Леся тихонечко потянула Василя за рукав:

— Пойдем, Васю, на улицу! Душно мне тут, неможется…

Василь покорно потащился за нею следом, хотя что-то в его сердце неясно ворохнулось, что не надо бы выходить…

Выйдя на улицу и совсем недалеко отойдя от дверей Соломона, он увидел, что сердце правду вещало: по той стороне улицы из-за угла один за другим выходили островские гайдуки — рослые, здоровенные, с заткнутыми за пояс нагайками — общим числом пять человек.

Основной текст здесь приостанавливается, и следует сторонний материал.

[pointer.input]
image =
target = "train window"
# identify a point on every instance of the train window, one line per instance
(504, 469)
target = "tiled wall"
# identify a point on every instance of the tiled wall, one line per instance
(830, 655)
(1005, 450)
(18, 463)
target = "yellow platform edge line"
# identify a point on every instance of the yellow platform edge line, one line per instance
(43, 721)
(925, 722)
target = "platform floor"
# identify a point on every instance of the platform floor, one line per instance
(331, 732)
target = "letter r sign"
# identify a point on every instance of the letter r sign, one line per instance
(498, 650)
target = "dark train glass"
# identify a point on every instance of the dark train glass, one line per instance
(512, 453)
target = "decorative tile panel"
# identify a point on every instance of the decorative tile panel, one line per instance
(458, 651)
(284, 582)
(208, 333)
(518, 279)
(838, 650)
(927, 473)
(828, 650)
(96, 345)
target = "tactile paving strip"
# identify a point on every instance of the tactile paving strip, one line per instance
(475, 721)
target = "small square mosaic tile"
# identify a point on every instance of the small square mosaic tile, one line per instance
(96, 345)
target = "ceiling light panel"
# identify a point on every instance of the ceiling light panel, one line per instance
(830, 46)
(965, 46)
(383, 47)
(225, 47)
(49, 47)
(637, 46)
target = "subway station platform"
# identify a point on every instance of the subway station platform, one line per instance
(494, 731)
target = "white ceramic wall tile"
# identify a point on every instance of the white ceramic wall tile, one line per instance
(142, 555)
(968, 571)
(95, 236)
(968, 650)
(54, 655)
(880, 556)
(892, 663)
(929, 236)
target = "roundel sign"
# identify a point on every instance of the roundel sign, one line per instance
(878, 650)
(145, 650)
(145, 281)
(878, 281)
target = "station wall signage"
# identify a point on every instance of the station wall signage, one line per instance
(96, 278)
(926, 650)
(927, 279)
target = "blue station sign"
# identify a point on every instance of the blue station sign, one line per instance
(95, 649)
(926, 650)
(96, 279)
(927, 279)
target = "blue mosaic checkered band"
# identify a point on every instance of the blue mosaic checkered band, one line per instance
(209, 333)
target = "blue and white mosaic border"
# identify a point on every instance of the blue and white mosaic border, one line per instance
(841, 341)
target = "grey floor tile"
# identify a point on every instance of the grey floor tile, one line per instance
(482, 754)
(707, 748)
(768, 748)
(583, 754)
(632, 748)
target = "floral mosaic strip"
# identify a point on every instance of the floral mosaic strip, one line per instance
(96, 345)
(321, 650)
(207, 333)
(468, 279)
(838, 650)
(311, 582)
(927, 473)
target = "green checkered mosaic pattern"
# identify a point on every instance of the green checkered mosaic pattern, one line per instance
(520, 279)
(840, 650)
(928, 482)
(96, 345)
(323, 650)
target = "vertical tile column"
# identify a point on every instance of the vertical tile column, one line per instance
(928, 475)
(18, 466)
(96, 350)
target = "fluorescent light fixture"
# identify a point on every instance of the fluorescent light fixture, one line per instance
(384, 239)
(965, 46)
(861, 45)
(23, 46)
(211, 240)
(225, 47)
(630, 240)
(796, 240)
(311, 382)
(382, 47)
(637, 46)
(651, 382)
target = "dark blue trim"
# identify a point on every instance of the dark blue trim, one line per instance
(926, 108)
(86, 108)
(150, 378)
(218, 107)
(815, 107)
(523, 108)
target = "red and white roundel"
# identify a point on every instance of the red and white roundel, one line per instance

— Накликали! — ахнула Леся.

— Отвернись! — шепнул Василь. — Глядишь, не узнают.

Гайдуки их пока не видели, но прятаться в лавке было поздно: любое заметное движение могло привлечь к ним внимание. Леся быстро отвернулась лицом к стене, перекинув косу со спины на грудь. На голове, слава Богу, платок, приметных темных волос не видно… Панева, правда, на ней яркая, праздничная, поневоле глаз притягивает. Хорошо, хоть Василь заслонил ее широкими плечами.

Кто знает, может, гайдуки их и впрямь бы не заметили. Да заметила Хава. Она вдруг вся заколыхалась, задрожала всеми своими телесами, отчего бедная скамейка под нею так и затрещала.

— Вон, вон, держи, держи! — разнесся по улице ее визгливый голос.

Длымчанка всполошенно обернулась: так и есть, толстым, как сарделька, пальцем толстуха указывала прямо на них.

— Беги! — шепнул Василь.

Девушка вихрем умчалась в узкий кривой переулок. Василь успел метнуться к ближайшему тыну и выворотить из него кол, на котором, к счастью, не торчало никаких крынок. Сам дивясь своему бесстрашию, заступил он гайдукам дорогу, словно желая загородить собою всю улицу.

— Вам чего надобно? — вопросил он со спокойной угрозой в голосе, в упор глядя на пятерых здоровенных мужиков, подошедших вплотную.

— А ну прочь с дороги, длымский щенок! — рявкнул один из них — белобрысый, почти безбровый, но зато с огромными красными кулачищами, поросшими густым рыжим ворсом.